宗教と芸術

 今日まで、宗教と芸術とはあまり縁がないように多くの人に思われて来たが、私はこれは大いに間違っていると思う。人間の情操を高め、生活を豊かにし、人生を楽しく意義あらしむるものは、実に芸術の使命であろう。春の花、秋の紅葉<もみじ>、海山の風景を眺むる時、文芸美術の素養<そよう>ある人にしてその目を通す時、言い知れぬ楽しさの湧くものである。我等が理想とする地上天国は、「芸術の世界」と言っても過言ではない程のもので、よく言う真善美の世界とはそれであって、芸術こそ美の現われである。しかるに今日迄案外閑却<あんがいかんきゃく>されていたのは如何<いか>なる訳であろうか。昔の高僧は絵を画<えが>き、彫刻を得意とし、堂宇<どうう>まで設計するというように、美の方面に対して驚くべき天才を発揮している。その中で最も傑出<けっしゅつ>した宗教芸術家としてはかの聖徳太子であろう。太子の傑作として今も遣<のこ>っている奈良の法隆寺の建築や、その中にある絵画、彫刻等を見る時、今から千二百年以前に建造されたものとは到底想像も出来ない素晴しさは、何人も同感であろう。

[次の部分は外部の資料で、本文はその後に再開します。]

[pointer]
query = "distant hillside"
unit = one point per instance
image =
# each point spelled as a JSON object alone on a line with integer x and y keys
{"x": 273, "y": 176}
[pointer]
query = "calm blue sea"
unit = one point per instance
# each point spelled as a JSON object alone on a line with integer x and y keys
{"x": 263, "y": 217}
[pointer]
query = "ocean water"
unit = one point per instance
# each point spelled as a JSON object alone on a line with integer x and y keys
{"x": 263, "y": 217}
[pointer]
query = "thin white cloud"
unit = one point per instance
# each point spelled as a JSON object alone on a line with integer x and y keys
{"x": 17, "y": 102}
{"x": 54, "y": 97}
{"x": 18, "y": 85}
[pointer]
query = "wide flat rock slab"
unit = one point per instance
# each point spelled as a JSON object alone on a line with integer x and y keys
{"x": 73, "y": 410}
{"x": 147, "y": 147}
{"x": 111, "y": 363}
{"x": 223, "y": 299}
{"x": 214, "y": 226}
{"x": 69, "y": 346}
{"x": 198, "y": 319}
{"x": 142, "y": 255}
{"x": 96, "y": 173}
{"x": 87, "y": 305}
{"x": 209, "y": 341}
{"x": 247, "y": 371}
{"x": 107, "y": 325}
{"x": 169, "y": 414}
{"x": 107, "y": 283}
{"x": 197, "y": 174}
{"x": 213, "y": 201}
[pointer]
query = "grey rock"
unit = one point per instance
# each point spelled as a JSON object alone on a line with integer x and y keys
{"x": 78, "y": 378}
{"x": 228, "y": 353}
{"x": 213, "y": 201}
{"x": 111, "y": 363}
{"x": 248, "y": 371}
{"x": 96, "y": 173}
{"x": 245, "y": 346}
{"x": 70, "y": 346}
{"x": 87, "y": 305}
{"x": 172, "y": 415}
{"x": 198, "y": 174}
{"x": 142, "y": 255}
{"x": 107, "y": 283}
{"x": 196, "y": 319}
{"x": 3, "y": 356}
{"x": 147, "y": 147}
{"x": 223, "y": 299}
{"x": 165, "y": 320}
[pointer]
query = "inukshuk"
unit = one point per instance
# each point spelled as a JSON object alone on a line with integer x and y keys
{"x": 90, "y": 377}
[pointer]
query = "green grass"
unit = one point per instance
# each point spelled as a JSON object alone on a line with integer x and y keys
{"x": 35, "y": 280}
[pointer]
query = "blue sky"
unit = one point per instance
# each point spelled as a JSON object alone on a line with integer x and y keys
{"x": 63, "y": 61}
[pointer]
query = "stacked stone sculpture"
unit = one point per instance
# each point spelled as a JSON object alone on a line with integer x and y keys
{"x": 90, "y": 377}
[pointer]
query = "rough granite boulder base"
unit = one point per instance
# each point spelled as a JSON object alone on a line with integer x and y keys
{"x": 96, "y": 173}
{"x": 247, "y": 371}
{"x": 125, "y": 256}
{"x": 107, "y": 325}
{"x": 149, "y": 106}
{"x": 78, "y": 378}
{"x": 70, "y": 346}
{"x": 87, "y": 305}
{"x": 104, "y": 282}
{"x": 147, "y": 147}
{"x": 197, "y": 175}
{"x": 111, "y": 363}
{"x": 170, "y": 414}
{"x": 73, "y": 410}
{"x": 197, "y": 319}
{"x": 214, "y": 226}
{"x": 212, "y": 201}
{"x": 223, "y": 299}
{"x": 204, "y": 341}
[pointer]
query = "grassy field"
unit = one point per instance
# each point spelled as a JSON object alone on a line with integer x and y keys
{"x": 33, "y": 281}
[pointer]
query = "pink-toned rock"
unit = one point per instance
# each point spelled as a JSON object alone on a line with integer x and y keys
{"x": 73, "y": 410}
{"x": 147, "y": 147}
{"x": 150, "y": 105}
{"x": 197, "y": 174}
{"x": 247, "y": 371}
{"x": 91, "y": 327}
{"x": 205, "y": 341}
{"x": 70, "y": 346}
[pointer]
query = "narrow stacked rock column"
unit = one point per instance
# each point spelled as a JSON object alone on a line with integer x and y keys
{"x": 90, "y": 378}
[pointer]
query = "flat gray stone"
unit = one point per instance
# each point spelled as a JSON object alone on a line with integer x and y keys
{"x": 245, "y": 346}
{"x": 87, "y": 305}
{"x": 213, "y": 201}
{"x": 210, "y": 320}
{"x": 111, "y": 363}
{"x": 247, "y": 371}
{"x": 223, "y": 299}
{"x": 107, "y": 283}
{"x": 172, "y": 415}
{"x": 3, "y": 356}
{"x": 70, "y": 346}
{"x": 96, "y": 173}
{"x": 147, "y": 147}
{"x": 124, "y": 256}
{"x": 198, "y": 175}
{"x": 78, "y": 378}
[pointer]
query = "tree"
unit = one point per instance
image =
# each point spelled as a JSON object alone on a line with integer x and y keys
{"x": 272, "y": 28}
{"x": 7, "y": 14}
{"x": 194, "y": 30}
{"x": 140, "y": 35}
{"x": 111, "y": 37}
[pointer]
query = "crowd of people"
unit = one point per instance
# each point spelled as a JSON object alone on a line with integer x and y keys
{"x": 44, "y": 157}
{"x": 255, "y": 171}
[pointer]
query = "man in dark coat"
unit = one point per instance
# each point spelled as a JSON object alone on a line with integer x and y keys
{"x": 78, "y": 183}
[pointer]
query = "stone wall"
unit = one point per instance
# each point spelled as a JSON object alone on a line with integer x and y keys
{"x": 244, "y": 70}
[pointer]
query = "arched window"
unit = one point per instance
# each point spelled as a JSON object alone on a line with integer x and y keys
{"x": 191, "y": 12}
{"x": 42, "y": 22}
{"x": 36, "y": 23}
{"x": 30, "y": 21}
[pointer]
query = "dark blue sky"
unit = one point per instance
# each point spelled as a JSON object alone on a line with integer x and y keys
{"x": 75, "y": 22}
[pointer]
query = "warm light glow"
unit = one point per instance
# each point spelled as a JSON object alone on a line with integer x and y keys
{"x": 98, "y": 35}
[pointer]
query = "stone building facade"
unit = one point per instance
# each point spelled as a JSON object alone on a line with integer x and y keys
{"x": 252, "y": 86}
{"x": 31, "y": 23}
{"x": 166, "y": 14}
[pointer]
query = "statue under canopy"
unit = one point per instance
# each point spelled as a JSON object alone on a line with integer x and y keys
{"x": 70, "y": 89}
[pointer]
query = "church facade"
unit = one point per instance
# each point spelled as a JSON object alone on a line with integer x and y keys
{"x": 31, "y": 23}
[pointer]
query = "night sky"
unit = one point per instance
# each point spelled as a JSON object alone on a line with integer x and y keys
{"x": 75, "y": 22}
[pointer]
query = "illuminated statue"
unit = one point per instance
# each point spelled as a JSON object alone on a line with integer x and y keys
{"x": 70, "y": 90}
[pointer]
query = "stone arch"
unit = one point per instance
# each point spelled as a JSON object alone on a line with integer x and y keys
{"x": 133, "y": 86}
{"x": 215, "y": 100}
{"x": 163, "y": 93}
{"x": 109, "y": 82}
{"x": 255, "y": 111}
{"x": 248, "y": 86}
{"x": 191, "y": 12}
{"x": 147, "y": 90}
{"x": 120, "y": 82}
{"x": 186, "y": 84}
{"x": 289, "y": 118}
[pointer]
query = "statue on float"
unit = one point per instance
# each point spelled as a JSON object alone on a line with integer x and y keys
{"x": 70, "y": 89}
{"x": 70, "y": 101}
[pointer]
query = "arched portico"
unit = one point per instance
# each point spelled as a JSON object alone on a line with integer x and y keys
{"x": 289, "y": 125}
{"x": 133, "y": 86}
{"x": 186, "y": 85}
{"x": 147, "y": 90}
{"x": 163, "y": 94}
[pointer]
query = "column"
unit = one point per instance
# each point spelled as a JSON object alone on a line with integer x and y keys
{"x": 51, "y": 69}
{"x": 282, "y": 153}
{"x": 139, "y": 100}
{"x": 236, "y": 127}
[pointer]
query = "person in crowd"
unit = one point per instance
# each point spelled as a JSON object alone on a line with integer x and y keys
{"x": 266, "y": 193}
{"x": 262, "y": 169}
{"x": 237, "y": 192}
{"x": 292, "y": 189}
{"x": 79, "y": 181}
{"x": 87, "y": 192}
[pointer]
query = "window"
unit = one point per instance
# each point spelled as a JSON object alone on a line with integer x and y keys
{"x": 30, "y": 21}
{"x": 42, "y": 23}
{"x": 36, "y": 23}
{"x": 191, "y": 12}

 しかるに一方粗衣粗食、禁欲的生活をしながら教法を弘通<ぐつう>した聖者、名僧も多く輩出したので、芸術と宗教は甚だ縁遠いもののように思われる事になったものであろう。これらは真善はあっても美が無い訳である。

 この意味に於て、私は大いに芸術を鼓吹<こすい>しようと思っている。